The transition to first grade meant long days away from home. To help me cope, dad would come into my classroom each week, and sitting on a child’s size chair as we crowded around his feet, he would read to my friends and me. It was comforting and familiar, just like those nightly bedtime stories.
Because my mother worked during the day and dad worked a night shift, it seemed natural to me when dad became the room parent! Mother would bake cookies after dinner and package them for dad and me to take to school the next morning, but having a dad as the room helper a special treat!
Fourth and fifth graders seemed to want their parents around less often, but having dad help with the SRA reading program meant he’d have a watchful eye on my progress in school. I recall him being so kind to some of the children who weren’t fast readers. I believe my friends didn’t feel the pressure from him as from their own parents.

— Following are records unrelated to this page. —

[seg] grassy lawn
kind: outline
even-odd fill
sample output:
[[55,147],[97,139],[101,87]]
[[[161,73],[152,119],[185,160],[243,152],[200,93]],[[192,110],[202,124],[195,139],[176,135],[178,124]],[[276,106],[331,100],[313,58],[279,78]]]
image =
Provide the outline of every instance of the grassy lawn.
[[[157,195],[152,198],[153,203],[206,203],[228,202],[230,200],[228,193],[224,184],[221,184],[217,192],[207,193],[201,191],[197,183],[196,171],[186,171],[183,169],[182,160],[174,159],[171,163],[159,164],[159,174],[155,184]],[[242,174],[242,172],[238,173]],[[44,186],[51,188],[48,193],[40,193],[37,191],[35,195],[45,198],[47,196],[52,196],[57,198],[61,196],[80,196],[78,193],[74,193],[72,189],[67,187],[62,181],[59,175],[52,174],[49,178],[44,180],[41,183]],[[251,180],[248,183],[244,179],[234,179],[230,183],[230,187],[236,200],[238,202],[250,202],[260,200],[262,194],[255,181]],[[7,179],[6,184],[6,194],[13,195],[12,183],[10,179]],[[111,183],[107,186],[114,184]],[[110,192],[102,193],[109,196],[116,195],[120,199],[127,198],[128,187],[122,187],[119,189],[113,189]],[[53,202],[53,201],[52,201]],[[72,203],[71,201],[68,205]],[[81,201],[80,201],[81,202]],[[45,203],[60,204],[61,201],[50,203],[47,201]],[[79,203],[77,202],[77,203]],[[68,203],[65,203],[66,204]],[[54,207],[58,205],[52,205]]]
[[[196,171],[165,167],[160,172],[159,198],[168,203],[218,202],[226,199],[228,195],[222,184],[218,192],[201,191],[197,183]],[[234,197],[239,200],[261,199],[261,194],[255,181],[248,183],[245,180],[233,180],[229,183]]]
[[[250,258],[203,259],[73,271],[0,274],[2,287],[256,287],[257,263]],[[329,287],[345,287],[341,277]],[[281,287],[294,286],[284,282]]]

In middle school my parents wanted to help out more in school; I wanted them around less. So the subtleties of parental involvement came into play. Because I was a “joiner,” there were school plays, talent shows, poetry memorization contests and pre-teen jeopardy. With each of the extracurricular activities, parent volunteers were needed. What I learned in the process was that my mother and dad were great to have around behind the scenes; helping with set designs, costume fixes and even as judges!
The distance grew between my parents and me. I was a teenager and the last thing I wanted was to see my mother or dad on my high school campus. And yet, having my mother involved in the parent teacher association or seeing my dad selling cookies and drinks at the snack bar to raise funds for school sports meant more to me than I ever let on.
My parents had this simple philosophy: “There are so many wonderful things that will never get done if we don’t take the time to do them.” I am grateful that they were just helping out!